A group of collaborating scientists received a $13.65 million federal grant to study and develop a CAR-T therapy that will genetically modify immune cells and potentially cure HIV, according to a press release from the University of California, Los Angeles (UCLA).

The National Institutes of Health (NIH) funds the five-year grant as part of its effort to support HIV cure research. Participating researchers are affiliated with UCLA, the University of Washington–Fred Hutchinson Cancer Research Center and CSL-Behring, a biotech company based in the United States and Australia.

“The overarching goal of our proposed studies is to identify a new gene therapy strategy to safely and effectively modify a patient’s own stem cells to resist HIV infection and simultaneously enhance their ability to recognize and destroy infected cells in the body in hopes of curing HIV infection,” said UCLA’s Scott Kitchen, PhD, an associate professor of medicine in the division of hematology and oncology, in the press release. Kitchen will colead the research with Irvin Chen, PhD, director of the UCLA AIDS Institute at the David Geffen School of Medicine.

Transplantation of HIV-resistant stem cells is the only approach that has ever led to a known cure for HIV (and likely a second such cure). But stem cell transplants are risky and can only be done in people with HIV who need them for cancer treatment. Using gene therapy to modify an individual’s own stem cells might be a safer way to achieve the same result.

The Food and Drug Administration first approved CAR-T therapy—which stands for chimeric antigen receptor T-cell therapy—in 2017. It’s used to treat some forms of cancer, but as POZ’s sister publication Cancer Health has reported, it hasn’t been commonly used because it is  expensive and must be custom made for each patient.

In the case of cancer treatment, CAR-T therapy involves taking a patient’s T cells and sending them to a lab where they are genetically modified to recognize and attack the cancer. The resulting cells are then infused back into the individual after the person has received strong chemotherapy to kill off some of their existing immune cells to make room for the new ones.

In CAR-T therapy for HIV, blood-forming stem cells would be genetically engineered to give rise to T cells that would seek out and destroy cells infected with HIV. 

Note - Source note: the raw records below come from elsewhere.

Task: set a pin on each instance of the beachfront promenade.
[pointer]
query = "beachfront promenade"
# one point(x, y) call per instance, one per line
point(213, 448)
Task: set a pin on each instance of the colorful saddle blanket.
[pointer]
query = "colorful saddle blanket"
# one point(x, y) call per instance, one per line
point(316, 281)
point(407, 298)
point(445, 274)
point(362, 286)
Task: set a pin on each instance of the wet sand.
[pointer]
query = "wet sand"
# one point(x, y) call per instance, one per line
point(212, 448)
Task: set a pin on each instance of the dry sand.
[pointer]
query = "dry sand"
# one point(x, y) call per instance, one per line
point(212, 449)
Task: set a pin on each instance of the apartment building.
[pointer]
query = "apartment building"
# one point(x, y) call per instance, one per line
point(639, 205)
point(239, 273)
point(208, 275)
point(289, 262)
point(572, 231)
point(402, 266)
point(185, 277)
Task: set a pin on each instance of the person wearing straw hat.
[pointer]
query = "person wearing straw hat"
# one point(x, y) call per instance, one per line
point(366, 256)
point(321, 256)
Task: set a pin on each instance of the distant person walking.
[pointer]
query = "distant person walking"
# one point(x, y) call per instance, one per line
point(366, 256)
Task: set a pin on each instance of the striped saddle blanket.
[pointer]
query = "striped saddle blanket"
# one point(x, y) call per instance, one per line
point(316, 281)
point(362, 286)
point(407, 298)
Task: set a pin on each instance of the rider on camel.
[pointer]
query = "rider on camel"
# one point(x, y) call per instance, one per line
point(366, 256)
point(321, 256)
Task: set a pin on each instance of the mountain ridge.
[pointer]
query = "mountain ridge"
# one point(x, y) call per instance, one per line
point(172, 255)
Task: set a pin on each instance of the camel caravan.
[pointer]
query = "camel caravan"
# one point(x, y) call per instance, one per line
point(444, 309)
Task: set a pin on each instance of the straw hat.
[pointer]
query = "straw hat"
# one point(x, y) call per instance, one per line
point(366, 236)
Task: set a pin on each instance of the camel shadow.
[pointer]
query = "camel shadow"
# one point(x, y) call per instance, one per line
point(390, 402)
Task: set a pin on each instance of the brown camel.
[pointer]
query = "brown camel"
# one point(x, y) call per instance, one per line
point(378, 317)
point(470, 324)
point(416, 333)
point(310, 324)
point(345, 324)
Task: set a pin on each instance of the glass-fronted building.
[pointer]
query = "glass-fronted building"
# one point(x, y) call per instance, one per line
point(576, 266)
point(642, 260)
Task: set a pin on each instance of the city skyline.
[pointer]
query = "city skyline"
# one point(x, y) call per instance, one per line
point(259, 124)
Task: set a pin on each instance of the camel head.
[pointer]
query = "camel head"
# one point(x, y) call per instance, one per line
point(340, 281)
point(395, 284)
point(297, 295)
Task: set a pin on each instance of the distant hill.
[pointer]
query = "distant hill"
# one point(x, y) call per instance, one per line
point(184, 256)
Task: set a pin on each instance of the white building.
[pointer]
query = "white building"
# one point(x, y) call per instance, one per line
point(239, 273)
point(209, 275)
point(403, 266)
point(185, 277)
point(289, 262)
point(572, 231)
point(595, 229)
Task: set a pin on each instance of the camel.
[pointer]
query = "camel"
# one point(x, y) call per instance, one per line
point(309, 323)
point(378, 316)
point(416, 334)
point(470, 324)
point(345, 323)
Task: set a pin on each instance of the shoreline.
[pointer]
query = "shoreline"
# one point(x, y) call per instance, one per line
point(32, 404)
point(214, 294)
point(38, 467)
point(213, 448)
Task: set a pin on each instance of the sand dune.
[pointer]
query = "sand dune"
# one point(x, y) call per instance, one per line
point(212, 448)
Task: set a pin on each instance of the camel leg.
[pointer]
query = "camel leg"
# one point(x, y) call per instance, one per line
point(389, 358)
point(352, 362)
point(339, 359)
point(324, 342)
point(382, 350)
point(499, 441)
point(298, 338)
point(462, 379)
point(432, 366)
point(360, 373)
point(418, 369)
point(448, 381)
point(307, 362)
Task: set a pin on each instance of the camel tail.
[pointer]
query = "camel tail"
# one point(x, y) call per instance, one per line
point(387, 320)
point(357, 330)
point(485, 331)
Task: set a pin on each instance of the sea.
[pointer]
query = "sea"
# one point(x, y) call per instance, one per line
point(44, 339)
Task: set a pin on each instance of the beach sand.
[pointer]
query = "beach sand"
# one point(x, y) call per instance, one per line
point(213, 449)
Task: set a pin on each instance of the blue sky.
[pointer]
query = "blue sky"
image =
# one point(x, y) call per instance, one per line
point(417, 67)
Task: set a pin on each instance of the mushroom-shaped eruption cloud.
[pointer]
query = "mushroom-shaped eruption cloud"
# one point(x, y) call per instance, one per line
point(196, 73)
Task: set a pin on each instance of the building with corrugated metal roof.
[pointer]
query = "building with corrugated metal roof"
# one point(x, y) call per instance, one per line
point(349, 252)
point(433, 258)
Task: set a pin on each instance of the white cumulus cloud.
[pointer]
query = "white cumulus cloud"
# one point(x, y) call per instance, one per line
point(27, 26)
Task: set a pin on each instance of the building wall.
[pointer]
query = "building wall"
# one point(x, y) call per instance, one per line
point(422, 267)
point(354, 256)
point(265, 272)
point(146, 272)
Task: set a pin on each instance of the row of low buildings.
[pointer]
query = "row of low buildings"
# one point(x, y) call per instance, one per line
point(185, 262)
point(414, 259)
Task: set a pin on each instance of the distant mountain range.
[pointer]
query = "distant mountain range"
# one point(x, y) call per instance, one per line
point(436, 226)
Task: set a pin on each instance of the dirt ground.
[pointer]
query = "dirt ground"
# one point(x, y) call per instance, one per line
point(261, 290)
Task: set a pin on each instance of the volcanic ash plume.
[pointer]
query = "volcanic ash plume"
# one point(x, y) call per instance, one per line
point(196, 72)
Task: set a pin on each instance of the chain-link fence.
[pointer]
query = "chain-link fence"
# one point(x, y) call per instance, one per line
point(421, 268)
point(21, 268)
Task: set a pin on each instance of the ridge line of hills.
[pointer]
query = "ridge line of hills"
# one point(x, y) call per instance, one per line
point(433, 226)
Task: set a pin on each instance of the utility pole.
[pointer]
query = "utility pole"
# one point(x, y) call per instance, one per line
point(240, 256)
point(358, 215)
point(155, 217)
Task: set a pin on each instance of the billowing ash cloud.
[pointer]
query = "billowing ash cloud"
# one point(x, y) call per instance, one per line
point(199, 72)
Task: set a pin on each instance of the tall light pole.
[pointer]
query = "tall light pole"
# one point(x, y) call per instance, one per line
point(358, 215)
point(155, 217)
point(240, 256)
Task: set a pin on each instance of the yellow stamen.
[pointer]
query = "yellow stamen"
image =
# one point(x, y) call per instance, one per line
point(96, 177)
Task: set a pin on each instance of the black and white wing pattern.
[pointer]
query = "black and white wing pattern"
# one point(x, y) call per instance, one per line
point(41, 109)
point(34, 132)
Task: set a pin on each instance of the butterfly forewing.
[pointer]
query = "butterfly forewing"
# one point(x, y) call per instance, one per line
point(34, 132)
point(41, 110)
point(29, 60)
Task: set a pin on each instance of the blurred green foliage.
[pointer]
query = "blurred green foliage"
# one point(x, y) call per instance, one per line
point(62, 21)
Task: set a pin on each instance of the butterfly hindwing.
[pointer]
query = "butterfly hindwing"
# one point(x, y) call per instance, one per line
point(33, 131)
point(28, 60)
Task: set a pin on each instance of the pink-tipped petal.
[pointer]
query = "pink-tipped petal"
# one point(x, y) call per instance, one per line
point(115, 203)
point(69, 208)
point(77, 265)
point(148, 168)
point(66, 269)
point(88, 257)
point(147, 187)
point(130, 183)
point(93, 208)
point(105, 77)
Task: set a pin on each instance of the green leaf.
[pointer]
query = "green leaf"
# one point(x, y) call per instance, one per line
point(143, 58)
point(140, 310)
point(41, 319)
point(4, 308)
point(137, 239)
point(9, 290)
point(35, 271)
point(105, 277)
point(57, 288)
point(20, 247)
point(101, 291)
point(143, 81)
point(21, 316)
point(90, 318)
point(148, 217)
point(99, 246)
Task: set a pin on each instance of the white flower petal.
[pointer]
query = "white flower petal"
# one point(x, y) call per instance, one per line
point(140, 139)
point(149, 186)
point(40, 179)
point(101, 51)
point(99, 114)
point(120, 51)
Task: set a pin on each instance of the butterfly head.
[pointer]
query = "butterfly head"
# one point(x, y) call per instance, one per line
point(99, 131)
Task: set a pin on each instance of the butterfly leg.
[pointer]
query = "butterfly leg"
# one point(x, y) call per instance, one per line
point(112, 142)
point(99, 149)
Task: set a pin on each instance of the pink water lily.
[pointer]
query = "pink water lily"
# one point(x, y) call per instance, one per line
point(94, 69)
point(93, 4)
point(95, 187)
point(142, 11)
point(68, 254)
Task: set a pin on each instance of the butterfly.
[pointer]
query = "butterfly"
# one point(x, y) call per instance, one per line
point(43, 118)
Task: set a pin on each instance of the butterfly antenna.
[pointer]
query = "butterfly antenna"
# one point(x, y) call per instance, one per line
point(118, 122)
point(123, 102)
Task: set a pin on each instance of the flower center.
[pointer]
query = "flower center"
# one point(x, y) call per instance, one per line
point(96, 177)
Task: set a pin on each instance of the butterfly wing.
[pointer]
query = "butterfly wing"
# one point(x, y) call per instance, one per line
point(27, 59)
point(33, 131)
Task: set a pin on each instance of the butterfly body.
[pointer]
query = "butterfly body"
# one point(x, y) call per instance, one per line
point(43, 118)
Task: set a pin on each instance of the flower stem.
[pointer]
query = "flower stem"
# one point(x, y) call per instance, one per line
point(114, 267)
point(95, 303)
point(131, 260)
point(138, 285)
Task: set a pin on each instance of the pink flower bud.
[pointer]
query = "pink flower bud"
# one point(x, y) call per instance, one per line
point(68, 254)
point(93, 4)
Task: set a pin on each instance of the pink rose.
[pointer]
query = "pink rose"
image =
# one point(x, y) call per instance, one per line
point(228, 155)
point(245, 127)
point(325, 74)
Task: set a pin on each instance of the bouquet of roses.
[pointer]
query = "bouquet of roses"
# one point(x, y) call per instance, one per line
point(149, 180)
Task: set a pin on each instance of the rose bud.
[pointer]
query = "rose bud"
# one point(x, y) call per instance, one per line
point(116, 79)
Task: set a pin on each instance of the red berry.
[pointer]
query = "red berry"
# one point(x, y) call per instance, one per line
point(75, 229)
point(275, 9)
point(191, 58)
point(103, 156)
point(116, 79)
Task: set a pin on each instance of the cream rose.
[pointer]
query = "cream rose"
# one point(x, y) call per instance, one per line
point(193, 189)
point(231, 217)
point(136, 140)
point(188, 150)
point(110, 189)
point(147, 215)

In a recent early study of the approach, the UCLA scientists found that engineered CAR T cells destroyed HIV-infected cells and lived for more than two years.

“Our work under the NIH grant will provide a great deal of insight into ways the immune response can be modified to better fight HIV infection,” said Chen, a professor of medicine and of microbiology, immunology and molecular genetics at the Geffen School of Medicine. “The development of this unique strategy that allows the body to develop multiple ways to attack HIV could have an impact on other diseases as well, including the development of similar approaches targeting other types of chronic viral infections and cancers.”